Keytruda was approved as part of the agency's accelerated approval program, which allows approval of a drug to treat a serious or life-threatening disease based on clinical data showing the drug has an effect on a surrogate endpoint reasonably likely to predict clinical benefit to patients. This program provides earlier patient access to promising new drugs while the company conducts confirmatory clinical trials. An improvement in survival or disease-related symptoms has not yet been established.


"Keytruda is the sixth new melanoma treatment approved since 2011, a result of promising advances in melanoma research," Richard Pazdur, MD, Director of the FDA's Office of Hematology and Oncology Products, said in a news release. "Many of these treatments have different mechanisms of action and bring new options to patients with melanoma."

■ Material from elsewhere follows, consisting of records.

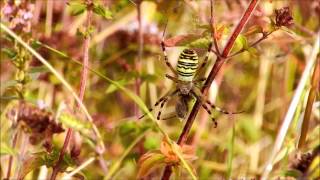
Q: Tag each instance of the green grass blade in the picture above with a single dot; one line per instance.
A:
(59, 76)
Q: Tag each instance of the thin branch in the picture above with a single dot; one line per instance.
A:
(214, 71)
(83, 82)
(78, 169)
(213, 30)
(311, 62)
(140, 53)
(307, 114)
(265, 35)
(14, 142)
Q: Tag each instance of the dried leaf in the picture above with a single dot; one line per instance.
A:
(149, 162)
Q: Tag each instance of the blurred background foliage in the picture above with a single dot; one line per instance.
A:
(260, 81)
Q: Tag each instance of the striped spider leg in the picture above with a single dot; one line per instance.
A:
(206, 104)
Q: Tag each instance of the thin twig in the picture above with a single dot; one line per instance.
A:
(78, 169)
(265, 35)
(14, 142)
(140, 53)
(83, 81)
(292, 108)
(214, 71)
(307, 114)
(213, 30)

The five prior FDA approvals for melanoma include: ipilimumab (OT, 4/25/11), peginterferon alfa-2b (OT, 4/25/11), vemurafenib (OT, 9/10/11), dabrafenib (OT, 6/25/13), and trametinib (OT, 6/25/13).

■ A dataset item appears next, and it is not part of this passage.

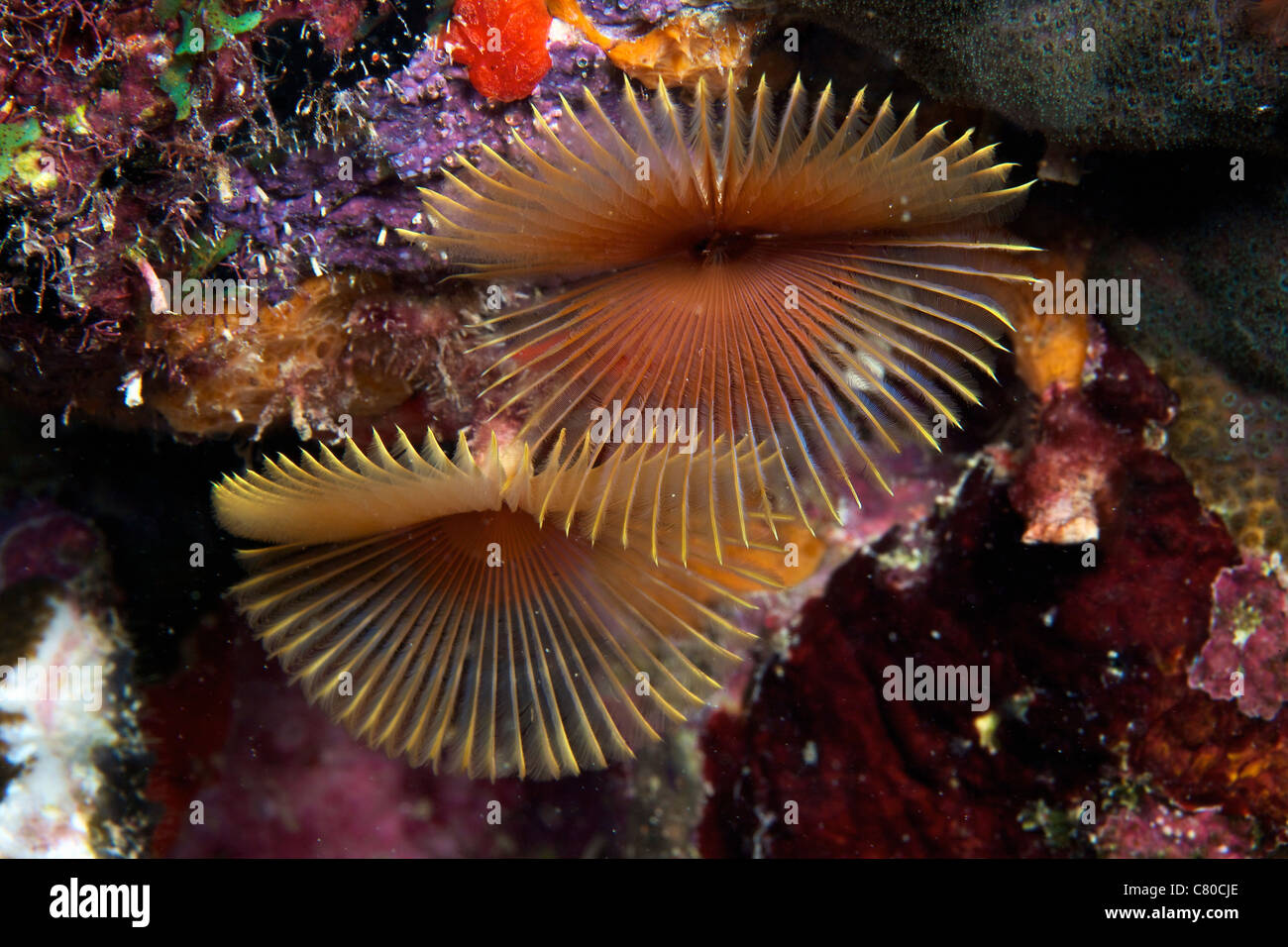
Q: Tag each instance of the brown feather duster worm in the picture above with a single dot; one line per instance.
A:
(429, 605)
(811, 283)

The efficacy for Keytruda was established in a clinical trial of 173 patients with advanced melanoma whose disease had progressed after prior treatment. All participants received Keytruda, either at the recommended dose of 2 mg/kg or a higher dose of 10 mg/kg. Of the lower-dose patients, approximately 24 percent had their tumors shrink, lasting 1.4 to 8.5 months and continuing got longer in most patients. Similar results were seen for the patients receiving the higher dose.


The safety for Keytruda was established in a trial of 411 patients with advanced melanoma. The most common side effects reported were: fatigue, cough, nausea, pruritus, rash, decreased appetite, arthralgia, and diarrhea.


The FDA noted that the drug does have the potential for severe immune-mediated side effects, although they occurred uncommonly in the trial involving the lung, colon, hormone-producing glands, and liver.


Phase II and III clinical studies of Keytruda in advanced melanoma are ongoing, which are designed to provide further confirmatory evidence for this indication.